China’s Growth – Miracle Or Mirage by 720 Global
“Pay no attention to the man behind the curtain!” – L. Frank Baum (The Wizard of Oz)
Once again, the release of China’s GDP on October 19th brought few surprises. Year over year growth was reported at 6.9%, slightly higher than an expected increase of 6.8%. Recent volatility in China’s stock markets and growing concerns globally over China’s ability to maintain strong economic growth focuses a spotlight on their economic environment and makes GDP data of vital interest to investors world-wide. China represents approximately 18% of global GDP, but more importantly given their relatively high growth rate versus other major economies, they have an outsized effect on global growth at the margin.

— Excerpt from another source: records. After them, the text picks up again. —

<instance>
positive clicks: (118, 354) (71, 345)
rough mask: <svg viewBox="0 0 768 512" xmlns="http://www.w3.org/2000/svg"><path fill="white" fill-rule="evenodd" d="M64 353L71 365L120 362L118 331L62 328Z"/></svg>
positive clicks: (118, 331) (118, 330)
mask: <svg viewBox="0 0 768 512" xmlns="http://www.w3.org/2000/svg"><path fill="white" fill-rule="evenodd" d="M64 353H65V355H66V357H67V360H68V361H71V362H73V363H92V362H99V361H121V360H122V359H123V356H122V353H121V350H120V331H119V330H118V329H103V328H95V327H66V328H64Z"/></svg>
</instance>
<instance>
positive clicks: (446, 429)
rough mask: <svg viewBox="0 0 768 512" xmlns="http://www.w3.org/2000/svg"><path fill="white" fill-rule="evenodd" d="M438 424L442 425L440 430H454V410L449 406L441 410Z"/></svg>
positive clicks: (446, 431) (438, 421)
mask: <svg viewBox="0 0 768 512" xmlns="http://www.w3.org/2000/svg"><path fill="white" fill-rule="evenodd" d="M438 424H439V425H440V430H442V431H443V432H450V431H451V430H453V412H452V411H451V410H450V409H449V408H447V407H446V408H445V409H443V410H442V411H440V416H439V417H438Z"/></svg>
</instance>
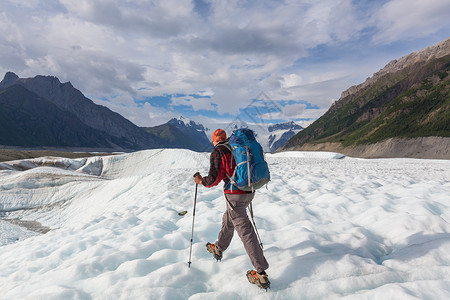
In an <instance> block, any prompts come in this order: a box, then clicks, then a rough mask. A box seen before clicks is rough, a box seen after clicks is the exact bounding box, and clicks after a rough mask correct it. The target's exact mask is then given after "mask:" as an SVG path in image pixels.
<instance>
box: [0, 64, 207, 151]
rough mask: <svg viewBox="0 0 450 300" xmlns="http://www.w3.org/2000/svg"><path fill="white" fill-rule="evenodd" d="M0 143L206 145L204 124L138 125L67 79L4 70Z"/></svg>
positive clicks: (205, 147) (99, 146)
mask: <svg viewBox="0 0 450 300" xmlns="http://www.w3.org/2000/svg"><path fill="white" fill-rule="evenodd" d="M0 145H2V146H11V147H23V148H40V147H52V148H70V149H80V148H83V149H91V150H101V151H134V150H140V149H152V148H186V149H190V150H194V151H203V150H206V151H209V150H210V143H209V140H208V138H207V137H206V134H205V131H204V128H203V126H202V125H199V124H196V123H195V122H192V121H191V122H188V123H186V124H185V123H184V122H183V120H178V119H173V120H171V121H169V122H168V123H167V124H163V125H160V126H156V127H153V128H141V127H138V126H136V125H135V124H133V123H132V122H130V121H129V120H127V119H125V118H124V117H122V116H121V115H119V114H118V113H115V112H113V111H111V110H110V109H108V108H106V107H104V106H101V105H97V104H95V103H94V102H92V101H91V100H90V99H88V98H86V97H85V96H84V95H83V94H82V93H81V92H80V91H79V90H77V89H76V88H74V87H73V86H72V84H71V83H70V82H66V83H61V82H60V81H59V79H58V78H56V77H53V76H36V77H34V78H19V77H18V76H17V75H16V74H14V73H12V72H8V73H6V75H5V77H4V79H3V80H2V81H1V82H0Z"/></svg>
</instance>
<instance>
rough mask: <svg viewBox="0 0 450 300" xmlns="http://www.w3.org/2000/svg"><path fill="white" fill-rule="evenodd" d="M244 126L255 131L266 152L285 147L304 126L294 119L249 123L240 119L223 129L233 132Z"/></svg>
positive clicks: (258, 138)
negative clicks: (286, 142) (235, 122)
mask: <svg viewBox="0 0 450 300" xmlns="http://www.w3.org/2000/svg"><path fill="white" fill-rule="evenodd" d="M242 127H244V128H249V129H251V130H253V131H254V132H255V134H256V139H257V141H258V142H259V143H260V144H261V146H262V147H263V149H264V151H265V152H275V151H276V150H277V149H278V148H280V147H283V146H284V145H285V144H286V142H287V141H288V140H289V139H290V138H291V137H293V136H294V135H295V134H296V133H297V132H299V131H300V130H302V129H303V127H302V126H300V125H298V124H297V123H295V122H294V121H291V122H285V123H278V124H264V123H260V124H248V123H246V122H244V121H240V122H236V123H230V124H227V125H226V126H222V129H224V130H225V131H226V132H227V133H228V134H231V133H232V132H233V131H234V130H235V129H238V128H242Z"/></svg>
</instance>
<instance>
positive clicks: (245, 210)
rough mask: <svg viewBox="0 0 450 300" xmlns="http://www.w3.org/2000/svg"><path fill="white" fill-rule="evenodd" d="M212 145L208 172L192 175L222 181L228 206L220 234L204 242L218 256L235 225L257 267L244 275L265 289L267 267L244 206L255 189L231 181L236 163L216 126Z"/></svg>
mask: <svg viewBox="0 0 450 300" xmlns="http://www.w3.org/2000/svg"><path fill="white" fill-rule="evenodd" d="M212 143H213V145H214V149H213V151H212V152H211V156H210V169H209V173H208V176H205V177H202V176H201V175H199V174H198V175H197V176H196V177H195V178H194V181H195V183H197V184H199V185H203V186H205V187H208V188H210V187H213V186H216V185H218V184H219V183H220V182H221V181H222V180H223V181H224V193H225V200H226V202H227V209H226V211H225V213H224V214H223V218H222V228H221V230H220V232H219V237H218V239H217V241H216V242H215V243H214V244H211V243H207V244H206V248H207V250H208V251H209V252H211V253H212V254H213V256H214V258H215V259H217V260H221V259H222V253H223V252H224V251H225V250H226V249H227V248H228V246H229V245H230V243H231V239H232V238H233V233H234V229H236V231H237V233H238V235H239V237H240V238H241V241H242V243H243V244H244V247H245V250H246V251H247V254H248V256H249V258H250V260H251V262H252V264H253V266H254V267H255V269H256V271H254V270H250V271H248V272H247V278H248V279H249V281H250V282H251V283H255V284H257V285H258V286H259V287H261V288H264V289H267V288H268V287H269V286H270V282H269V280H268V275H267V274H266V272H265V270H266V269H267V268H268V267H269V264H268V263H267V260H266V258H265V257H264V254H263V250H262V248H261V245H260V244H259V242H258V237H257V235H256V233H255V230H254V228H253V226H252V224H251V222H250V219H249V218H248V216H247V211H246V209H247V207H248V206H249V205H250V203H251V201H252V200H253V197H254V196H255V193H254V191H249V192H246V191H243V190H240V189H238V188H236V187H234V186H232V184H231V182H230V178H229V177H231V176H232V175H233V171H234V168H235V166H236V163H235V161H234V158H233V154H232V152H231V150H230V148H229V145H227V143H228V139H227V134H226V132H225V131H224V130H222V129H217V130H216V131H214V133H213V135H212Z"/></svg>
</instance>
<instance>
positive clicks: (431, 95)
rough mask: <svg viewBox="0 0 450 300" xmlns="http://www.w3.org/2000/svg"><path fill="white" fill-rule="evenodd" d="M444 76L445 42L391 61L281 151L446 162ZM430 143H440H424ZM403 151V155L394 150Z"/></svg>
mask: <svg viewBox="0 0 450 300" xmlns="http://www.w3.org/2000/svg"><path fill="white" fill-rule="evenodd" d="M449 74H450V38H449V39H447V40H445V41H443V42H441V43H439V44H437V45H434V46H431V47H428V48H426V49H423V50H421V51H418V52H415V53H412V54H410V55H407V56H405V57H402V58H401V59H399V60H394V61H392V62H390V63H389V64H388V65H386V66H385V67H384V68H383V69H382V70H380V71H379V72H377V73H375V74H374V76H372V77H371V78H368V79H367V80H366V81H365V82H364V83H362V84H360V85H357V86H354V87H351V88H349V89H348V90H346V91H345V92H343V93H342V95H341V98H340V99H339V100H338V101H337V102H335V103H334V104H333V105H332V106H331V108H330V109H329V110H328V111H327V112H326V113H325V114H324V115H323V116H322V117H320V118H319V119H318V120H317V121H315V122H314V123H313V124H311V125H310V126H309V127H308V128H306V129H304V130H302V131H301V132H299V133H298V134H296V135H295V136H294V137H293V138H291V139H290V140H289V141H288V143H287V144H286V146H285V147H284V148H283V149H284V150H289V149H301V150H319V149H320V150H323V151H335V150H336V149H339V150H340V152H341V153H344V154H347V155H350V154H352V155H354V156H360V157H405V155H406V157H424V158H450V152H449V151H450V150H448V148H447V150H446V149H445V147H447V146H446V145H448V144H449V143H448V139H450V76H449ZM431 137H433V140H434V141H436V140H439V141H440V142H439V143H437V144H433V143H429V142H428V139H429V138H430V139H431ZM434 137H441V139H436V138H434ZM381 145H383V146H381ZM406 146H407V147H408V148H409V149H410V151H408V153H405V152H404V151H400V150H399V149H402V147H406ZM376 149H378V150H376ZM425 150H426V151H425Z"/></svg>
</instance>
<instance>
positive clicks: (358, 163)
mask: <svg viewBox="0 0 450 300" xmlns="http://www.w3.org/2000/svg"><path fill="white" fill-rule="evenodd" d="M266 160H267V162H268V164H269V166H270V172H271V175H273V176H272V181H271V182H270V183H269V184H268V189H266V188H262V189H261V190H259V191H258V193H257V194H256V196H255V200H254V204H255V211H254V212H255V221H256V226H258V228H261V229H262V230H260V235H261V239H262V241H263V242H264V246H265V249H267V250H265V251H266V253H267V259H268V261H269V264H271V267H270V268H269V269H268V270H267V273H268V274H269V276H270V280H271V281H272V285H273V289H272V290H270V291H268V292H267V295H269V296H270V298H274V299H275V298H276V299H293V298H296V299H330V298H332V299H337V298H342V297H345V298H351V299H361V298H362V299H378V298H380V299H382V298H386V299H392V298H393V295H395V297H394V298H395V299H410V298H417V299H448V296H449V291H450V283H449V282H450V275H449V274H448V265H449V263H450V261H449V260H450V258H449V254H448V253H449V251H450V239H449V236H450V234H449V232H450V223H449V221H450V207H449V205H448V195H449V194H450V186H449V185H448V184H447V185H446V184H443V183H446V182H450V161H448V160H420V159H389V160H387V159H377V160H367V159H353V158H350V157H345V158H342V156H340V155H338V154H335V153H322V152H319V153H317V152H306V153H304V152H296V151H294V152H283V153H277V154H267V156H266ZM16 163H18V162H17V161H16V162H15V163H10V168H8V171H4V172H0V190H1V196H0V208H1V211H0V212H1V215H2V219H1V220H0V247H1V249H0V250H1V251H0V285H1V286H2V288H3V289H2V297H1V298H2V299H120V298H124V297H125V298H133V299H188V298H190V299H194V298H195V299H203V298H206V297H208V298H214V299H230V298H233V299H249V298H251V299H256V298H258V297H259V298H261V295H262V294H261V293H263V294H264V295H266V293H265V292H261V291H260V290H259V288H258V287H256V286H254V285H250V284H249V283H248V282H247V280H246V279H245V272H246V270H248V269H249V268H252V265H251V262H250V260H249V259H248V257H247V254H246V252H245V250H244V248H243V246H242V244H241V242H240V240H239V237H238V236H237V235H235V237H234V239H233V242H232V243H231V245H230V247H229V248H228V250H227V252H226V255H225V256H224V259H223V260H222V262H221V263H216V262H215V260H214V259H213V258H212V257H211V255H210V254H209V253H207V251H206V249H205V247H204V245H205V244H206V242H208V241H211V240H212V239H215V238H216V237H217V234H218V231H219V228H220V219H221V215H222V213H223V212H224V210H225V205H226V204H225V201H224V197H223V191H222V188H221V186H216V187H213V188H211V189H207V188H205V187H203V186H202V187H199V188H198V200H199V201H198V202H197V205H198V208H197V210H196V214H197V217H196V218H195V229H194V236H193V240H191V241H190V240H189V238H190V236H191V228H194V227H192V226H193V225H194V224H193V220H194V219H193V216H192V212H193V210H192V208H193V203H192V202H193V199H194V187H195V183H194V182H193V178H192V175H193V174H194V173H195V172H197V171H198V172H200V173H201V174H202V175H205V174H207V173H208V170H209V164H210V162H209V155H208V154H206V153H199V152H194V151H188V150H180V149H154V150H146V151H138V152H133V153H126V154H121V155H115V156H103V157H92V158H88V159H76V160H69V159H64V160H61V159H58V158H46V159H45V160H42V159H40V160H33V161H32V163H33V165H35V167H34V168H32V169H27V170H26V171H19V170H20V169H22V168H14V167H15V166H16ZM4 164H6V163H4ZM22 165H24V164H22ZM39 165H42V166H39ZM0 167H1V164H0ZM196 191H197V190H196ZM195 195H197V194H195ZM196 199H197V198H196ZM181 211H188V214H186V215H185V216H184V217H183V216H180V215H179V214H178V212H181ZM18 220H20V221H22V220H24V221H27V220H28V221H29V222H31V221H36V222H39V223H41V225H43V226H46V227H48V228H50V229H51V230H50V231H49V232H47V233H45V234H40V233H37V232H32V231H29V230H25V228H23V227H19V226H17V225H15V223H14V222H13V221H18ZM16 224H21V223H19V222H16ZM22 224H23V223H22ZM34 230H35V231H36V228H34ZM30 237H31V238H30ZM190 242H192V243H193V247H192V250H193V251H192V259H191V261H192V267H191V268H188V258H189V257H188V254H189V248H190ZM292 270H295V271H292ZM216 274H219V276H223V274H226V281H224V284H217V277H215V275H216ZM272 279H273V280H272ZM330 283H331V284H330ZM293 295H294V296H293ZM269 296H268V297H269Z"/></svg>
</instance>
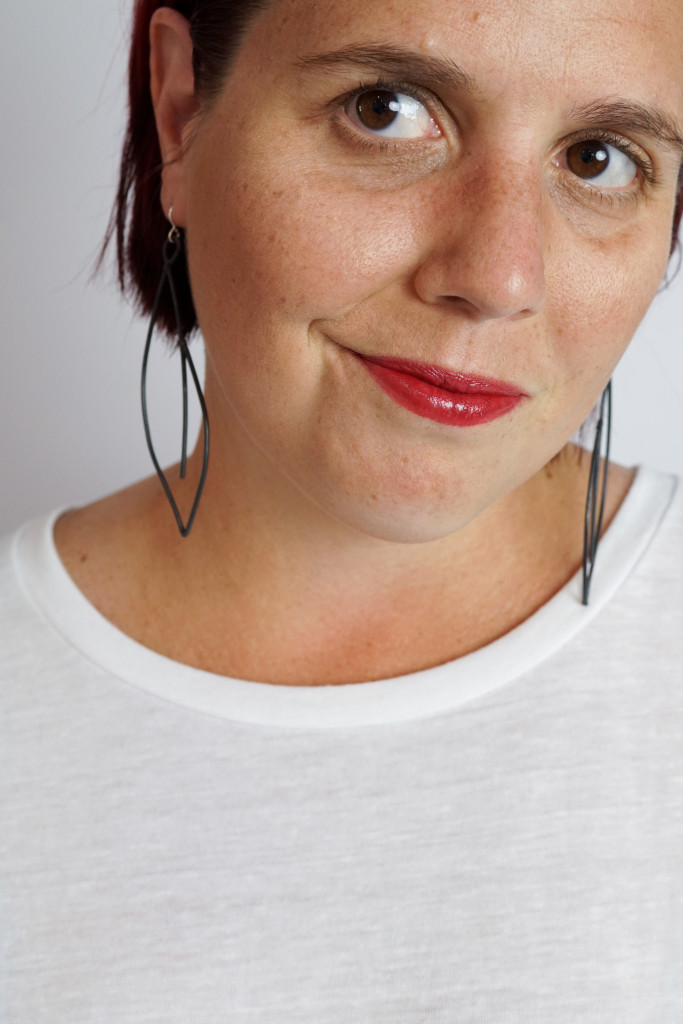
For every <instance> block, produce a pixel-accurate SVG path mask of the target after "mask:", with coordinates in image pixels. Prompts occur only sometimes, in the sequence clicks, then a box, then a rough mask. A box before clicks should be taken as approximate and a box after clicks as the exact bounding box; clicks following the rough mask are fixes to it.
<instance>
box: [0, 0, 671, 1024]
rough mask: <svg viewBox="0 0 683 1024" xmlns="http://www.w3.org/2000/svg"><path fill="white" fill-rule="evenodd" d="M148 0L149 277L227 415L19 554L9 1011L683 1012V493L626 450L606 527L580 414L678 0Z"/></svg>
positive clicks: (658, 233) (625, 295)
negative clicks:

The accuracy of Chinese data is frequently questioned, and a look at their recent GDP data should raise further concern about the reliability of their data. It is highly likely that data released by China’s central planners is meant to quell economic concerns and tell a story of solid economic growth instead of painting an accurate picture of the state of their economy.
Forecasting and calculating GDP is extremely complex due to the massive amounts of data required to quantify economic activity. Forecasting U.S. GDP has proven extremely difficult for economists, even though an immense amount of reliable and timely data exists. China reports much less data than the U.S. and the reliability of the data is certainly questionable. This lack of dependable inputs makes forecasting China’s economic growth inherently much harder. In spite of such hurdles, those forecasting China’s GDP have developed an uncanny ability to hit the nail on the head. The chart below shows the accuracy of consensus Chinese and American GDP forecasts versus actual GDP. Note that in the last 6 quarters, the consensus forecast for China’s growth was perfect half the time. The other half was off by a mere tenth of one percent per quarter. Conversely, forecasts of U.S. growth have missed by a wide margin more often than not.
Difference between Consensus Forecasts vs. Actual GDP
China’s economy is an important factor in global economic growth forecasts and thus the evaluation of assets of all types. Simply relying on governmental reporting and forecasts based on economic story lines instead of facts is fraught with risk. Inflation, fixed asset investment, exports, real estate prices and reams of other economic data point to a weaker growth rate in China than is being reported.
We are not making a forecast, but simply raising awareness that what you see may not be what is occurring. Relying on forecasts and ultimately data which are very likely based on a story being told by the government is a mistake. The implications of such a mistake can be very costly to investors when truth and reality begin to emerge and erode manufactured perceptions.